Get other opinions. When we have any kind of project or even a process change, we get people involved.

One of my failures at this recently was I decided I wanted to be really green. So I sent an e-mail to my IT guy and said, ‘I want you to change all the copiers to automatically print on both sides.’ That’s the default. So if you don’t want it to print on both sides you actually have to click and change that you don’t want it to print on both sides. So he did that because I’m the CEO. I said, ‘Do it,’ and he did it.

Well, the uproar was huge because I didn’t think about the fact that when we get a chair order, it prints up what we call a pick ticket. That goes to the floor so they know what to build and that stays with the chair the whole time it’s being manufactured. Now you have two orders on one piece of paper. Invoices were printing front and back.

So it’s just one of those things I made a decision in a vacuum. I didn’t talk to anybody and caused complete upheaval.

(I learned) that I don’t know it all and that there are a lot of processes and procedures that happen now that I’m just not in that everyday part of the process. I made this change in vacuum without talking to anybody else and screwed stuff up. Within 30 minutes, we changed it all back. You really have to be a consensus builder with your organization.

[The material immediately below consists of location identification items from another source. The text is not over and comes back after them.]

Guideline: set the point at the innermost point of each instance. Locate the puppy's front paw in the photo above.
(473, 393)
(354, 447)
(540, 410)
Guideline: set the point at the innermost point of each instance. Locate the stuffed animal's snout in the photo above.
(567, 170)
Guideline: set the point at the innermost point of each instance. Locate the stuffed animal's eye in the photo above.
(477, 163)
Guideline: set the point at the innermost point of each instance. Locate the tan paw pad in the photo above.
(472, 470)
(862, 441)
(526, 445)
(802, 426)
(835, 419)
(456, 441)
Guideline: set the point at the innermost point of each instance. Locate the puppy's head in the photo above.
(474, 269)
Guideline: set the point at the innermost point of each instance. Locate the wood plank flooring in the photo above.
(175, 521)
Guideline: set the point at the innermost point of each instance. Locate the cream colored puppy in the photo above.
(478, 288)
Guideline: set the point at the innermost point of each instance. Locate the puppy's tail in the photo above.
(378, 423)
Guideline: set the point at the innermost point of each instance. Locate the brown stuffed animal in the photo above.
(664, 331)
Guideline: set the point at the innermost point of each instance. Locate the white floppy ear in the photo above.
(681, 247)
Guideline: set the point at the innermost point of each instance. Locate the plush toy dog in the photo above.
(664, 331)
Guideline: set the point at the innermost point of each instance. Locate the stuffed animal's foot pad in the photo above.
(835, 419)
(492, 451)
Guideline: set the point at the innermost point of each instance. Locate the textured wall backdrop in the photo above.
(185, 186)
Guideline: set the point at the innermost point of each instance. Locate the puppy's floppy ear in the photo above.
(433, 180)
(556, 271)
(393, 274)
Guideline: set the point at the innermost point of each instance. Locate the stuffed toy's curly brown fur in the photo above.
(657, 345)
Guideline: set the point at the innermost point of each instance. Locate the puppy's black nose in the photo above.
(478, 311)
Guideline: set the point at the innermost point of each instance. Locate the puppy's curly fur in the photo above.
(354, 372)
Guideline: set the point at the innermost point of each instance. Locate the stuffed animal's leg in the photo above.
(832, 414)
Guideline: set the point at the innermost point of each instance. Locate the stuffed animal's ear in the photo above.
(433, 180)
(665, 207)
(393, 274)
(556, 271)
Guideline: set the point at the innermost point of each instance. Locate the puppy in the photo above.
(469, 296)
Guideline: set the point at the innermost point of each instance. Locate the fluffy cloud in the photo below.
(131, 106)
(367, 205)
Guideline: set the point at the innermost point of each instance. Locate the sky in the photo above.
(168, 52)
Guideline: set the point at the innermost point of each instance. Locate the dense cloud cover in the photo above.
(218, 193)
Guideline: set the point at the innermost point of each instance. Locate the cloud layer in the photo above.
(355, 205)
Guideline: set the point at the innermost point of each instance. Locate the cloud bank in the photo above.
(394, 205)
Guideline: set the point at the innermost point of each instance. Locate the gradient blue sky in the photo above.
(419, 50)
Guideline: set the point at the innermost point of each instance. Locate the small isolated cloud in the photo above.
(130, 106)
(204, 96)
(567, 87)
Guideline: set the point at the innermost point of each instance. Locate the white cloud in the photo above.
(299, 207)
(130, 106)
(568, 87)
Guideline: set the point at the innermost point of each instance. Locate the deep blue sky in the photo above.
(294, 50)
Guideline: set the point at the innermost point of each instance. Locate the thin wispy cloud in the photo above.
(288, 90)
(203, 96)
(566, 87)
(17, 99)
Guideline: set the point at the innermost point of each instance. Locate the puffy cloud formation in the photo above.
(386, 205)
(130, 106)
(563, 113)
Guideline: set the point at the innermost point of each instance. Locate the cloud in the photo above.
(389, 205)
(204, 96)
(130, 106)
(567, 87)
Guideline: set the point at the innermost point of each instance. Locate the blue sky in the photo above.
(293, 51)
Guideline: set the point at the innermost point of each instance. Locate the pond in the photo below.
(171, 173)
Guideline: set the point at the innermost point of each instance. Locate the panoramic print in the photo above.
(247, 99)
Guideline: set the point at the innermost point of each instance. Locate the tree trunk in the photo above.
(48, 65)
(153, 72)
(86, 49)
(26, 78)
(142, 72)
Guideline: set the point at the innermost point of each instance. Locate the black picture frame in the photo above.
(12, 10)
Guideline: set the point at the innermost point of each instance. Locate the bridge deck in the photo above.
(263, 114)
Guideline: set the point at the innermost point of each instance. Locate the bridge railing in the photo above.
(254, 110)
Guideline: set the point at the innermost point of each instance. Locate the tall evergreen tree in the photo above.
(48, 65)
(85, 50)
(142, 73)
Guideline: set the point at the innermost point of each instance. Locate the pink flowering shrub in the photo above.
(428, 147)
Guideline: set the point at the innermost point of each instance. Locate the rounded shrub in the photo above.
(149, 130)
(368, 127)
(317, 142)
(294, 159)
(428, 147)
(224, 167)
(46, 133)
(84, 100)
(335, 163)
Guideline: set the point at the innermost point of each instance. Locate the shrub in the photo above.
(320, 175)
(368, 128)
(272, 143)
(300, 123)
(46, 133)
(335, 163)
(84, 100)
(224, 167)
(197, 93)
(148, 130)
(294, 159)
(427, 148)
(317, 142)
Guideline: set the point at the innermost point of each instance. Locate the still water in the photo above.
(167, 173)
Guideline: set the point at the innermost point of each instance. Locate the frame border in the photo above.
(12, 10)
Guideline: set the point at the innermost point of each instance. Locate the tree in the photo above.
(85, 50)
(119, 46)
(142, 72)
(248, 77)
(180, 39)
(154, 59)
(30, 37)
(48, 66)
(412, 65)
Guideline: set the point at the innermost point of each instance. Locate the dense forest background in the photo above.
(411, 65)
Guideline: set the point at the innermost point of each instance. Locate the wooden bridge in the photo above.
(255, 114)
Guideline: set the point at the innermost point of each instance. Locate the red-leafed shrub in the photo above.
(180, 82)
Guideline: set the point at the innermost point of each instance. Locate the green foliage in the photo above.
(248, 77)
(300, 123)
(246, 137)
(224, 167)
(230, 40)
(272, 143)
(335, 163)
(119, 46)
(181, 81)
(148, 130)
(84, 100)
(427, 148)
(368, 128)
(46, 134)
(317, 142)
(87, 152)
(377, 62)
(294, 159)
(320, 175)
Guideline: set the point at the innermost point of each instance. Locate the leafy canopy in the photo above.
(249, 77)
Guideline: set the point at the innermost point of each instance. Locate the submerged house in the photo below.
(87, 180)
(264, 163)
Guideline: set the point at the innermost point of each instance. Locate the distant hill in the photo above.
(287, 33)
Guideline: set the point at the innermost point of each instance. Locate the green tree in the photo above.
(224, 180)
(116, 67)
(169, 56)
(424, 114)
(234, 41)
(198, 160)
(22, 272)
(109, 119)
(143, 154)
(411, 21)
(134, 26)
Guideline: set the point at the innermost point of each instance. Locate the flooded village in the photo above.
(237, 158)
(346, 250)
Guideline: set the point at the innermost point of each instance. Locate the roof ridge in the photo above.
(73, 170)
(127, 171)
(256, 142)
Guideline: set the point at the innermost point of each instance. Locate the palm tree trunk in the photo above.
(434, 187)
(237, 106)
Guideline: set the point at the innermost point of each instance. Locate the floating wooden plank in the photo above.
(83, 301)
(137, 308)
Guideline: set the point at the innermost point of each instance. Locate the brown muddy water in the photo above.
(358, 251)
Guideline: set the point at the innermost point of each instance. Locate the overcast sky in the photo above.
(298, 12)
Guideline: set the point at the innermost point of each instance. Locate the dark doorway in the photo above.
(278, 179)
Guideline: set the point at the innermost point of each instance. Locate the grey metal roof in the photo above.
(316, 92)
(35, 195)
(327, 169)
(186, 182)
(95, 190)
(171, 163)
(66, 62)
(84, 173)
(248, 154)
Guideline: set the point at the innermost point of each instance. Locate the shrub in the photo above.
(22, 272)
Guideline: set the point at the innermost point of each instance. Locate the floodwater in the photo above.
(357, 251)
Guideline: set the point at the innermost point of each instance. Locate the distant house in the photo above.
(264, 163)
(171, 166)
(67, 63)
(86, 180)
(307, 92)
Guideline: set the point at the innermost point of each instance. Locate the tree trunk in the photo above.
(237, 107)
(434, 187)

Create an open culture. You really have to have complete trust. Your people have to trust you, and you have to trust them. As soon as you start second-guessing, then you go back to the nontrust situation and you’re not going to get there. For us, it started out with just me and my mom. As we added people, they became more like just a big, extended family. So it’s easier if you start that way than if you go into a situation where now you don’t have a great culture and you have to change.

It’s hard when people don’t trust you to earn their trust again. Most people walk in the door thinking, ‘This is good and my boss is good.’ It’s how you treat them and then they change their mind and say, ‘Maybe my boss isn’t so good. So maybe I don’t need to be quite as loyal.’ So I think that culture is a very hard thing to change. One person can upset that culture in amazing ways. Over the years, we’ve tried really hard to get rid of those bad apples as fast as possible.

What we’ve found out is that you get rid of one attitude and then another bad attitude kind of rises to the top. They’ve had a bad attitude for a while, but they weren’t as bad as the other one that you just got rid of. Sometimes it takes awhile to weed out those people, but it doesn’t matter how valuable you think that person is. If they are ruining the day of other people and you do nothing about it, then you are taking full responsibility for having a crappy environment.